Causes and consequences of confection: insights from community ecology

Most animals are concurrently infected with multiple parasite species, and interactions among co-occurring parasites can influence disease dynamics and host fitness. I used a cross-sectional field study, a parasite removal experiment, a laboratory experiment, and a longitudinal field study to investigate the causes and consequences of parasite community composition. The four-year field study presented a unique opportunity to investigate parasite communities in a wild population of African buffalo (Syncerus caffer) with repeated sampling of condition, immune function, and coinfection status by multiple parasitic worms. My goals were to understand the drivers of individual variation in infection and to measure the costs of coinfection for hosts and parasites. To test the utility of a community ecology trophic framework for studying of parasite coinfection, I conducted a factorial experiment using laboratory mice as mesocosms where two helminths (Nippostrongylus brasiliensis and Heligmosomoides bakeri) and a microparasite (Mycobacterium bovis) could interact. Resources altered the strength of interactions between coinfecting parasites and had opposing effects on the two helminths. Immune-mediated effects of coinfection were stronger than resource-mediated effects on parasite reproduction.

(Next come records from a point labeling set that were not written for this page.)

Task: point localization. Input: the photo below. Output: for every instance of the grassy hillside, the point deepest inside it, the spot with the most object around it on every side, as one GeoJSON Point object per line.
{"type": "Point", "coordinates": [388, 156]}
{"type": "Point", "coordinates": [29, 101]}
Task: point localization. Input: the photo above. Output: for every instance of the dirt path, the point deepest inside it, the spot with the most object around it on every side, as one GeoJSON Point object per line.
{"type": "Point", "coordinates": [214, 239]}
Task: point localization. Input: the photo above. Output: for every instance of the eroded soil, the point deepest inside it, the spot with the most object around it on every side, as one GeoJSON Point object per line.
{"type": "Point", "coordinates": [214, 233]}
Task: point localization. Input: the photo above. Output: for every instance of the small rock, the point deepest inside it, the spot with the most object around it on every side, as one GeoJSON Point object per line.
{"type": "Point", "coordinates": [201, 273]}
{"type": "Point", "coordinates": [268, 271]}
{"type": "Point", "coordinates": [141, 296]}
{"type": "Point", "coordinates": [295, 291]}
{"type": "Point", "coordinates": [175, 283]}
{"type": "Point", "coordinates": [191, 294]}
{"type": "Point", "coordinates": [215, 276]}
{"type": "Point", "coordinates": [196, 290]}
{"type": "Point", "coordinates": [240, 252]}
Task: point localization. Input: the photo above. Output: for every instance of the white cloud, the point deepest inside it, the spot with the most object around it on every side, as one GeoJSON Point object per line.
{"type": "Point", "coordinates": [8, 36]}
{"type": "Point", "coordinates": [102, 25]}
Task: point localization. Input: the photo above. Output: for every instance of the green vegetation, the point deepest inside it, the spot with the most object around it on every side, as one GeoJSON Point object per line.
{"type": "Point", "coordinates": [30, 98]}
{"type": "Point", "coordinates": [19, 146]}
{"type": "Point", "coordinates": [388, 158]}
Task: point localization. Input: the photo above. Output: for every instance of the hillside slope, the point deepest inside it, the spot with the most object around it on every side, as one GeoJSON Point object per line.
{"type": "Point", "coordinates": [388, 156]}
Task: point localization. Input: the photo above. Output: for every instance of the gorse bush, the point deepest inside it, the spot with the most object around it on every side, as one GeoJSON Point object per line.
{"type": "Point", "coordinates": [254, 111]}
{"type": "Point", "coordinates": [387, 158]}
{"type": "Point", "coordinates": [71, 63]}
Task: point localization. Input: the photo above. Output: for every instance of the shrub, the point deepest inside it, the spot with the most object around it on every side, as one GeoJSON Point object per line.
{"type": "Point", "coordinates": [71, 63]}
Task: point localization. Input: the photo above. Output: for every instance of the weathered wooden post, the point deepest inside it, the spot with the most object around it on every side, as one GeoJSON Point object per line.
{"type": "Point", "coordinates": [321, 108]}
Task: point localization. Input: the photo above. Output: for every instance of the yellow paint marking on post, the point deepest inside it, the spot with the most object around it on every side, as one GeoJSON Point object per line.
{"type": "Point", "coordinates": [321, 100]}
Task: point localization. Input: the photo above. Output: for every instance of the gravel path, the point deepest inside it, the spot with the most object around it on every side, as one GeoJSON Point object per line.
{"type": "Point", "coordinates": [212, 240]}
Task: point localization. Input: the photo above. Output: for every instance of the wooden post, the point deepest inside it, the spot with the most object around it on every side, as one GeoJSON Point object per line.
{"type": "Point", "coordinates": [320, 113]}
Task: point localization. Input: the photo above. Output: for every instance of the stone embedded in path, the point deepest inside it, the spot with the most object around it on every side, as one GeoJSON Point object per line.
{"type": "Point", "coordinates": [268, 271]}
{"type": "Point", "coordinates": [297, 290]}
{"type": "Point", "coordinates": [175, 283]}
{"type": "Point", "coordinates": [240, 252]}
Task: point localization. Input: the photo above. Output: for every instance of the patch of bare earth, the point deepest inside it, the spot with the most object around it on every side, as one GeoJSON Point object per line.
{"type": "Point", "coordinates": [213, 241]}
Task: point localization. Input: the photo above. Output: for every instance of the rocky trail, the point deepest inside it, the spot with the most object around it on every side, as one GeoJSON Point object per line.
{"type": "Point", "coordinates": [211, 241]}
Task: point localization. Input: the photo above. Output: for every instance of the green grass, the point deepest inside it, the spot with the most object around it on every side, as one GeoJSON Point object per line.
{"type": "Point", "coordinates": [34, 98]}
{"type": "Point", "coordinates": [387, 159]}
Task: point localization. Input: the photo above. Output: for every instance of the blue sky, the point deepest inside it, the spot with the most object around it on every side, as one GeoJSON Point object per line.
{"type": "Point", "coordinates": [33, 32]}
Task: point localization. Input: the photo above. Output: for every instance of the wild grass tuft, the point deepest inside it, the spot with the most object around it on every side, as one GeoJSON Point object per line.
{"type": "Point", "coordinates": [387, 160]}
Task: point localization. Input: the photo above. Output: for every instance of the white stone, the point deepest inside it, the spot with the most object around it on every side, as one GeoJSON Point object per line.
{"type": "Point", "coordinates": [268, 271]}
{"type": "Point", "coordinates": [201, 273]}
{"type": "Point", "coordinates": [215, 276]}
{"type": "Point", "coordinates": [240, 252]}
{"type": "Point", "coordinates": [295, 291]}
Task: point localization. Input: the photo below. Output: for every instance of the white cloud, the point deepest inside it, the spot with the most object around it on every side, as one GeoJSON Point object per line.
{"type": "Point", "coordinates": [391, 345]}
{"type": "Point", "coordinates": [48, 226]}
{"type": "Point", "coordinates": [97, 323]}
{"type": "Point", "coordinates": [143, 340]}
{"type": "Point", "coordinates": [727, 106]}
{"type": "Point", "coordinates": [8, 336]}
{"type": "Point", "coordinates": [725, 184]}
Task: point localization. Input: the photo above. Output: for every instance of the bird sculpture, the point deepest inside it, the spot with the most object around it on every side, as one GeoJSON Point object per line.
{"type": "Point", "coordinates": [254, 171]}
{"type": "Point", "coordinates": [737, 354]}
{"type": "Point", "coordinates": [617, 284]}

Importantly, I documented stronger immune-mediated facilitation between micro- and macroparasites during resource limitation that may have implications for susceptibility to and severity of major human pathogens because resource scarcity and helminth infection frequently co-occur. Examining the costs of coinfection in wild African buffalo populations, I found that one helminth species may decrease host survival via impacts on host condition, while, surprisingly, a closely related species was positively associated with host condition. This study is one of the first to empirically link coinfection in a wild population to changes in condition and survival. Together, the field and laboratory components of my dissertation highlight how different types of parasites interact with each other and with their hosts, and underscore the context-dependency of these interactions. More broadly, my research highlights that measuring the intermediate mechanisms by which parasites and hosts interact, namely via resources and immune function, can provide insight into the variability in coinfection outcomes for hosts and parasites.